I kept up for a while. I would go to the photo store for marathon sessions of selecting, cropping and taking out red eye. It cost me hundreds of dollars per time but I would have tackled almost a whole year of photos. Currently, I think I am three years behind. THREE YEARS! Do you know how many photos that is?  You probably do because I am sure you take ten photos of the same shot just like me. And then how do you choose? They’re all so great.

It’s not like the old days (really, I’m saying that?).  It was a one shot deal and you didn’t get to see it until you got the roll of film developed.  And each one was so special.  And still is. And it didn’t matter if someone had their eyes closed and someone else wasn’t looking.  It just captured the moment as it was.

Everyone loves to sit down with a photo album; to turn its pages and remember a time gone by.  Albums need to be created. Photos are not meant to sit on a computer never to be looked at again. But our digital cameras and phones, while inspiring us to take more photos than ever, have actually left us with a void of actual pictures to look at.

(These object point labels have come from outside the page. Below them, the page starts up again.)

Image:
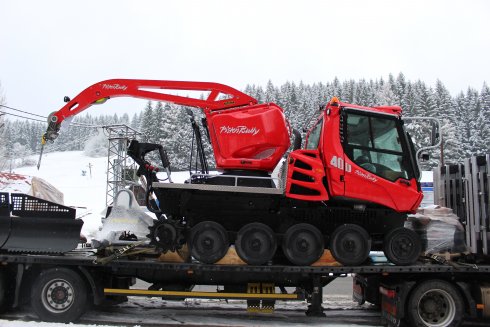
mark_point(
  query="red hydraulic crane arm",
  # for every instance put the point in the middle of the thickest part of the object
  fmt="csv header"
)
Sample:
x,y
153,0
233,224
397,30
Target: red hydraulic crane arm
x,y
136,88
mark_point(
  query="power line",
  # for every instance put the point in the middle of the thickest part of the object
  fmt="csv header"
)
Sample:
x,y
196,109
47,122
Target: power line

Well, there is no time like the present. I need to go through my photos and spend the hours upon hours it is going to require to bring them to life in actual print. They’re worth it. The memory each photo gives to us is worth it. I want my kids to have mini time capsules of their lives just like I do of mine. Even if it only happens once in a while it really is pure joy to sit on a couch curled up with your past and hug it one more time before you place it back on the shelf.